Notre présence dans le quartier nous a aussi permis de partager des moments heureux ou malheureux avec les habitants. Nous avons été invités à des fêtes familiales de fiançailles, de mariage, ou de circoncision d’un enfant. C’était très impressionnant de voir le quartier se transformer et s’embellir lors des moments de fêtes. Nous avons aussi été témoins de difficultés pour réunir l’argent afin de permettre qu’une personne soit hospitalisée, ou pour pouvoir acheter des médicaments, ou encore des problèmes liés à l’habitat amenant à des expulsions.

La question de l’accès à l’école

Au fur et à mesure de nos rencontres avec les habitants, la question de l’accès à l’école et de l’éducation est devenue de plus en plus centrale dans nos conversations avec eux.

Dans Shumen, un homme nous a dit : « Ma fille de onze ans est en 5ème année et ne sait écrire que son nom. Mais elle passe d’année en année. L’école est difficile pour les enfants, car ils ne parlent pas le bulgare et parce que les enseignants ne s’occupent pas d’eux. Les enseignants prennent leur salaire et c’est tout. Ils ne sont pas intéressés par leur travail ». 

Nous nous doutions que c’était plus compliqué que cela. En rencontrant des enseignants, nous avons appris qu’ils étaient très mal payés, formés pour certains sur d’anciens schémas, et qu’ils ont à assumer des lourdeurs administratives et hiérarchiques. Enfin, ils n’ont pas été formés pour enseigner à des élèves ne parlant pas le bulgare à leur entrée à l’école.

La Bulgarie a un système éducatif qui est très critiqué. Cela concerne tous les enfants, mais les conséquences sont amplifiées dans des quartiers comme Stolipinovo, dans lequel les familles cumulent les difficultés.

Les personnes nous parlaient de l’importance de l’éducation.

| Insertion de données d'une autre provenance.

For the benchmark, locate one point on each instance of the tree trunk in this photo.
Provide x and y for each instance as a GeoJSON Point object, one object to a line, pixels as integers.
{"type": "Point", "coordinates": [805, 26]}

Un autre papa nous dira « Je veux que tous mes enfants apprennent à l’école, qu’ils arrêtent de vivre dans la boue comme maintenant. »

A côté de cela, nous avons pu constater au fil du temps que peu d’enfants vont régulièrement à l’école. Certains n’ont pas de cartables, juste un bloc note dans la poche avec presque rien d’écrit dessus. Certains enfants de 8-9 ans savent à peine leur alphabet cyrillique.

Il n’empêche que nous avons été témoin que beaucoup de savoirs faire et de valeurs de solidarité existaient dans le quartier et étaient transmis aux enfants. Malheureusement la réalité de cette transmission n’est souvent pas reconnue par une majorité de bulgares, ni par l’institution scolaire.

Par exemple, Assen travaillait au noir sur des chantiers de construction. Pendant une journée, il y a emmené son fils de 15 ans afin qu’il y découvre ce travail. Mais les enseignants le lui ont reproché, disant que le jeune avait manqué l’école. Pour Assen, c’était important, mais il n’a pas su l’expliquer.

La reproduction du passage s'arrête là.